Next steps#

Now that you built a single-cell atlas and performed some analyses you should consider making it available to a wider audience to maximize its utility. This section contains our suggestions on how to share your data and code and make your analysis reproducible.

Sharing the atlas#

The cell-x-gene platform offers an interactive web browser to explore single-cell datasets. You can request your dataset to be added. Besides the slick web interface, cell-x-gene provides download links in h5ad (scverse) and rds (Seurat) format. Before uploading data to cell-x-gene, the metadata must be reannotated to match standardized ontology terms (e.g. the “cell ontology” for cell-types).

Sharing the model#

The integration with scANVI generated a pre-trained model that can be used to project additional data onto the atlas using scArches as we have shown in scarches . To enable others to use this functionality it is required that you share the scvi model and the AnnData object that was used to generate it. The pre-trained model can be shared via the scvi model hub on huggingface. For more details, see the scvi-hub upload tutorial.

Sharing the code#

Sharing the code for your entire analysis is a prerequiste for others to reproduce your work. We recommend uploading the code on e.g. GitHub.

Sharing the environment#

Single-cell analyses require an increasingly complex environment of software packages. As results may differ slightly between different software versions, for reproducibility it is required to declare the exact software versions used. You can export all dependencies of in a conda environment using

conda env export > environment.yml

To go one step further, you can build a container (e.g. using apptainer) to obtain a single, sharable file that also abstracts the operating system in addition to the software packages.

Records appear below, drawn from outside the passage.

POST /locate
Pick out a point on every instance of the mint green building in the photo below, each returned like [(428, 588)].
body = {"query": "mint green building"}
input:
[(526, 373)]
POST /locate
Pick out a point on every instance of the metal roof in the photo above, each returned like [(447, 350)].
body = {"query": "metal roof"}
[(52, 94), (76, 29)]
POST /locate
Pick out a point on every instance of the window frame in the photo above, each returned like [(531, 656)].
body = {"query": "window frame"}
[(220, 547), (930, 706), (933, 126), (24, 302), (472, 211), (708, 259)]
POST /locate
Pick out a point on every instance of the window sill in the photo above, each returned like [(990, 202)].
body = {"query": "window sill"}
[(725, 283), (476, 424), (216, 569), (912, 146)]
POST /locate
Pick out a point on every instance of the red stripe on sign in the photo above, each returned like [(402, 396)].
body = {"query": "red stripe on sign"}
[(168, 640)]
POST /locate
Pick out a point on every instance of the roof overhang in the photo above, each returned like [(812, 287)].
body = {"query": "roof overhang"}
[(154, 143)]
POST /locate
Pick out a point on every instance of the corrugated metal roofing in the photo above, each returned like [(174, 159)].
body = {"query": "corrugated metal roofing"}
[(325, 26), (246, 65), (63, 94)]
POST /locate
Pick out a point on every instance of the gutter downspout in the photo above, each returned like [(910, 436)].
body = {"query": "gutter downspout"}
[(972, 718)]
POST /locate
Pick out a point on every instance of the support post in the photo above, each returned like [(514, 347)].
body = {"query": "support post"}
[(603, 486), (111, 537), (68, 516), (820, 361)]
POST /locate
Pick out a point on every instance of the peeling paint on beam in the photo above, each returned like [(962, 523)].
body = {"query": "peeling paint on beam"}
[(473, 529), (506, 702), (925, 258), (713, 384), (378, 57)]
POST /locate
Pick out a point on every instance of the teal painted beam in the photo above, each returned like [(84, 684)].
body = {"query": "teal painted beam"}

A note on reproducibility#

Sharing the data, code and environment is a necessary, but not sufficient condition for reproducing an analysis [Heil et al., 2021].

Some single cell analysis algorithms (in particular scVI/scANVI and UMAP) will yield slightly different results on different operating systems and different hardware, trading off computational reproducibility for a significantly faster runtime. In particular, results will differ when changing the number of cores, or when running on a CPU/GPU of a different architecture. See also scverse/scanpy#2014 for a discussion.

To circumvent this, declare the hardware used for the analysis and consider sharing intermediate results, such as the scVI and UMAP embeddings.